The number of wildfires in California and the western U.S. this summer may represent a "new normal."
Nationally, wildfires have burned at least 6.5 million acres in 2015. Federal fire managers say that's a 38 percent increase over the 10-year average to this point in the year.
UC Berkeley professor Scott Stephens is co-director of the Center for Fire Research and Outreach. He says some of the increase in fire frequency is likely due in part to climate change.
"But there's no doubt, just the increasing temperatures and less snow on the ground, longer periods for fuels to dry in a Mediterranean climate," says Stephens. "The physics of that just tell us the fire is going to be able to move more frequently and possibly even higher intensity."
Stephens says warmer temperatures are causing fires to grow overnight too, and the Rocky and Jerusalem fires are prime examples.
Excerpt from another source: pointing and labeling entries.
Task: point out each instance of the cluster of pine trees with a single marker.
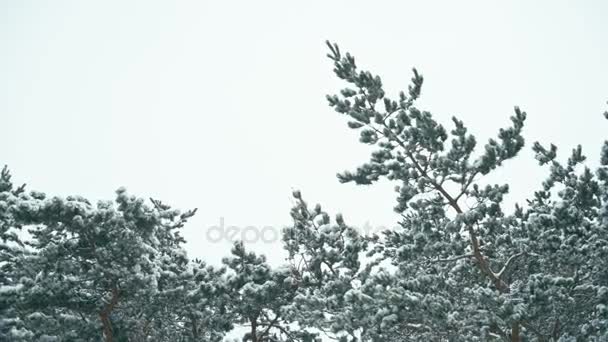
(72, 270)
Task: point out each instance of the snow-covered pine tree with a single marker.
(473, 272)
(111, 271)
(261, 298)
(11, 256)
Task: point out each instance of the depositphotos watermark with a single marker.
(266, 234)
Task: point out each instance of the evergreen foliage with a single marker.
(460, 267)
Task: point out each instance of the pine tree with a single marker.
(261, 298)
(475, 272)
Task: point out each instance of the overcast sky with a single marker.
(221, 105)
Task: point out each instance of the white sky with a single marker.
(221, 105)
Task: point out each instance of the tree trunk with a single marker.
(254, 328)
(515, 333)
(104, 315)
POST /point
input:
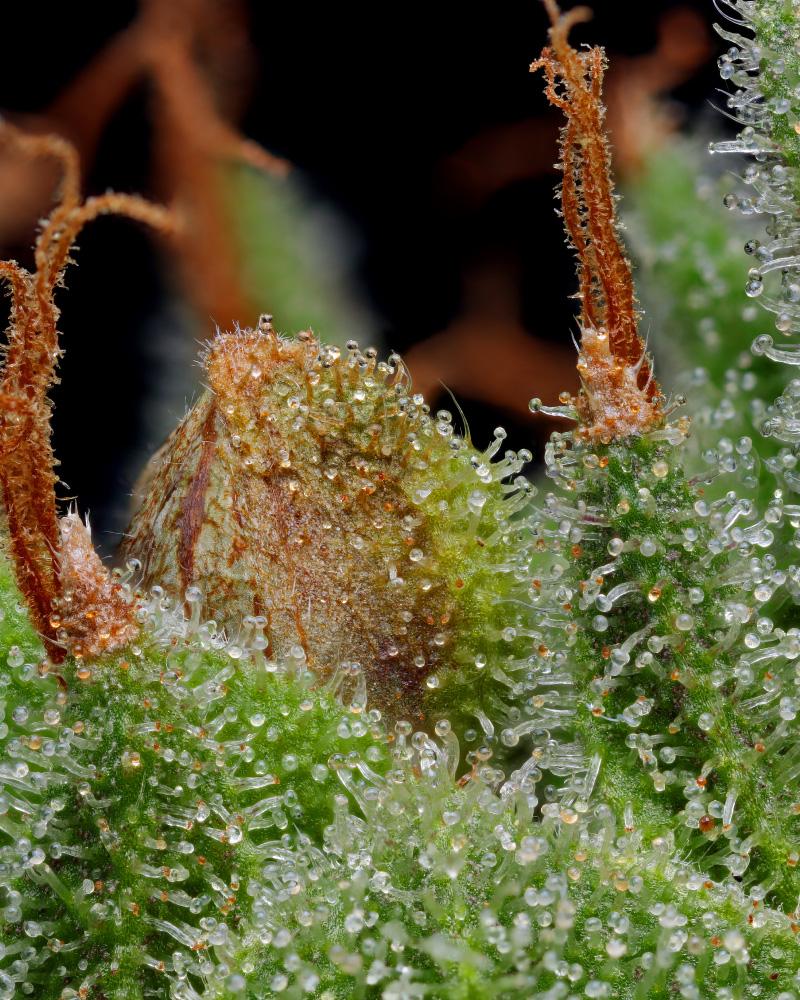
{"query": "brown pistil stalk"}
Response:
(620, 396)
(27, 462)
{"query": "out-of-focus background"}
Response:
(417, 213)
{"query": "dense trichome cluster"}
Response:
(361, 718)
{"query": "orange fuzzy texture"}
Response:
(27, 463)
(619, 396)
(95, 615)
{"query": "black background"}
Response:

"We're not having the recovery at night, we're not seeing as much recovery in terms of temperatures -- they're not going down," says Stephens. "Humidities are not coming up at night, so we're seeing more active burning at night, and that happened in both of the recent fires that occurred in Lake County, with burning in the chaparral."
Firefighters walk under smoke from fires along Morgan Valley Road near Lower Lake, Calif., Friday, July 31, 2015. Jeff Chiu / AP
Stephens says more thinning and prescribed fires in the forest areas of California would help limit the severity and size of future wildfires, even with impacts from drought and climate change.
"There are still restoration activities we could do today that really would make a huge difference in the mitigation of kind of some of the impacts we don't want to see - large area mortality and lots of smoke emissions," says Stephens.
'We need to coexist with fire'
In previous reports for the U.N. Intergovernmental Panel on Climate Change, researchers showed that wildfires in the western U.S. would be more frequent and severe.
"Drought index projections and climate change regional models show increases in wildfire risk during the summer and fall on the southeast Pacific coast, Northern Plains and the Rocky Mountains," according to an IPCC summary of a 2014 report. "In places like the Sierra Nevada, mixed conifer forests, which have a natural cycle of small, non-crown fires, are projected to have massive crown-fires."
A 2012 study by UC Berkeley researchers showed climate change will bring about major shifts in worldwide fire patterns.
The study, "Climate change and disruptions to global fire activity" showed that by the end of the century, almost all of North America, and most of Europe, would see an increase in the frequency of wildfires, primarily because of increasing temperature trends. It concluded that the western United States would see more fire.
"We need to learn how to coexist with fire," said study lead author Max Moritz, a fire specialist in UC Cooperative Extension.
Moritz said if there is a new angle to the 2012 study in 2015, it could be that the on-going drought is having "big impacts on the plants, and thus fires, this year ... almost the entire landscape is basically parched and much drier than it normally would be."